Un modèle économique à contre-courant

Pour financer son développement, Petit BamBou a opté pour un modèle économique simple et transparent, en rupture avec les standards de la tech. L’application propose une version gratuite, incluant des programmes de découverte, une bibliothèque sonore et un outil de cohérence cardiaque, sans aucune publicité. Pour ceux qui souhaitent approfondir leur pratique, un abonnement payant débloque l’intégralité du catalogue, qui compte aujourd’hui plus de 1 300 séances.

Cette approche, qui privilégie l’expérience utilisateur en refusant toute distraction publicitaire, a toutefois dérouté les investisseurs. Le modèle, jugé trop peu agressif, n’a séduit aucun fonds. « On ne vendait pas assez la lune, et on ne cherchait pas à devenir une licorne. Alors, on a été refusés de 100% des fonds », confie Ludovic Dujardin, cofondateur. Loin de remettre en cause sa stratégie, l’équipe est restée fidèle à sa ligne directrice : considérer la croissance non comme un objectif en soi, mais comme la conséquence naturelle d’un service de qualité. Un pari qui s’est avéré gagnant.

La valeur utilisateur comme unique boussole

Pourtant, en 2023, l’entreprise a fait face à un tassement de son chiffre d’affaires. Pour assurer sa pérennité, plusieurs options ont été étudiées, comme la limitation de la version gratuite dans le temps ou une augmentation du prix de l’abonnement. Des solutions rapidement écartées par l’équipe, soucieuse de ne pas trahir ses valeurs fondatrices.

« On oublie souvent qu’une entreprise qui se donne une mission a toujours une méta mission : assurer sa survie. S’il faut faire des compromis pour que la boîte survive, on envisagera de les faire. Mais si on peut faire sans, on fait sans ! », précise Ludovic Dujardin. La direction a donc choisi une autre voie, celle de l’enrichissement de son offre.

Innover pour pérenniser le modèle

Plutôt que de restreindre l’accès ou d’augmenter les tarifs, Petit BamBou a décidé d’accroître la valeur perçue de son abonnement payant en développant de nouveaux services. L’entreprise s’attaque désormais à un autre défi majeur de la société contemporaine : les troubles du sommeil. Elle a ainsi lancé une nouvelle application dédiée, « Sommeil avec Petit BamBou », directement incluse dans l’abonnement existant.

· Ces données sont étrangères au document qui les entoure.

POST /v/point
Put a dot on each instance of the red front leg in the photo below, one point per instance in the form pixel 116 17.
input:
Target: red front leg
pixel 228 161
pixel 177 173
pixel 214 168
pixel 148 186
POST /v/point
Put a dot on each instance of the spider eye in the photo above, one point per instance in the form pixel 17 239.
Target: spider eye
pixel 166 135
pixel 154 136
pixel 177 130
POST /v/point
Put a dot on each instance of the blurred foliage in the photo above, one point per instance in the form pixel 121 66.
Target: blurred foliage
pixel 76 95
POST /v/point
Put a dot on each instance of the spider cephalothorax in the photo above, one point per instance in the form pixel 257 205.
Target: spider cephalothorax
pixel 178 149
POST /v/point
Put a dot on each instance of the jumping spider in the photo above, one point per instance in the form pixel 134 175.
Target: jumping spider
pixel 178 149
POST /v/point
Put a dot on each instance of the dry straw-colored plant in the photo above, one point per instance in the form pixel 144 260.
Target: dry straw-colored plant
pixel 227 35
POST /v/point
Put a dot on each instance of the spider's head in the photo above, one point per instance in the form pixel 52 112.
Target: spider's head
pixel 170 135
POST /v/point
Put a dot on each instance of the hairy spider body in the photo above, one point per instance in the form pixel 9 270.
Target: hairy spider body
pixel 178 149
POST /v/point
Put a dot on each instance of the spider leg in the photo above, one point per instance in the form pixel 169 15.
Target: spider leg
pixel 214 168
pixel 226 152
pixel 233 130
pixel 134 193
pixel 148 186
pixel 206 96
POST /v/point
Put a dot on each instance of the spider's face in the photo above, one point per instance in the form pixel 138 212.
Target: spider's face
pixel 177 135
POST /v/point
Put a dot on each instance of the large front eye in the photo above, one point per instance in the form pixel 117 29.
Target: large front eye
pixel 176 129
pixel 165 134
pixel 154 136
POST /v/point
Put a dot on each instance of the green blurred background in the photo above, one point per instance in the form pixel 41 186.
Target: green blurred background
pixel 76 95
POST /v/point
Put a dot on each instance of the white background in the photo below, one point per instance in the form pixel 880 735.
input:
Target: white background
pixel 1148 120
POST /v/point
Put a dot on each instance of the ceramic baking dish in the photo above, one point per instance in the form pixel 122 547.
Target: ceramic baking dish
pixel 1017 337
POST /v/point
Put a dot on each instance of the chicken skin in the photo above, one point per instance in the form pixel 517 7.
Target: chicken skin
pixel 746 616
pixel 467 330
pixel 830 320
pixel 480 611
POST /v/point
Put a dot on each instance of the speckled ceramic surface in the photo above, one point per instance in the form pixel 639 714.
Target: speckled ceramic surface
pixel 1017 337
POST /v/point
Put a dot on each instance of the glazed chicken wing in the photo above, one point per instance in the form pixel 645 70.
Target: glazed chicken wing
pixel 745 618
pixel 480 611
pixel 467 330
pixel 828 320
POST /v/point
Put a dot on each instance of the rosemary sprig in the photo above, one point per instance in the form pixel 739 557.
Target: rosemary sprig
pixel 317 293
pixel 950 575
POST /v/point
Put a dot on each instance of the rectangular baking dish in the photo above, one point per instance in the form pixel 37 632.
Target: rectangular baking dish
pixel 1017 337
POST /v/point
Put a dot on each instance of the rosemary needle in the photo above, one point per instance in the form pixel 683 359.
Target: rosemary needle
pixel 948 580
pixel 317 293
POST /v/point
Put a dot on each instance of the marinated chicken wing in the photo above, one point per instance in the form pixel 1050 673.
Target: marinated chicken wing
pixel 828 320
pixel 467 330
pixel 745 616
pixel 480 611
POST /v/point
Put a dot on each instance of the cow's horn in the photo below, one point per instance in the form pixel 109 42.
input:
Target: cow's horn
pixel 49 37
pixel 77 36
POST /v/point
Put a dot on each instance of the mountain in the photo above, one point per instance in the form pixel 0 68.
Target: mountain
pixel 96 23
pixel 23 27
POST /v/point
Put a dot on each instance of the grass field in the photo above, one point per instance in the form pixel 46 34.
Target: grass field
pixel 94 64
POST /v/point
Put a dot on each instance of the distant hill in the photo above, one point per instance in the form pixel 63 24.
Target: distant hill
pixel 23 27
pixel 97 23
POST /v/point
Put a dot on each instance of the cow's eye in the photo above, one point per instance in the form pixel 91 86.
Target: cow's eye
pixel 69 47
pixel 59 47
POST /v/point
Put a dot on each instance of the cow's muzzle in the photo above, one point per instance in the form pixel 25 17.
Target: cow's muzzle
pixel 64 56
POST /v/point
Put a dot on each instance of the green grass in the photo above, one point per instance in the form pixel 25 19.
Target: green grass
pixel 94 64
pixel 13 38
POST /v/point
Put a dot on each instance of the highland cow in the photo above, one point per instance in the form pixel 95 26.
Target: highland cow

Cette diversification permet non seulement de répondre à un besoin exprimé par ses utilisateurs mais aussi de renforcer l’attractivité de son écosystème. Disponible en six langues (français, anglais, allemand, espagnol, italien et néerlandais), Petit BamBou continue d’incarner une vision où la technologie se met au service du bien-être, en défendant un modèle économique durable qui prouve que le succès peut se construire sans sacrifier ses principes.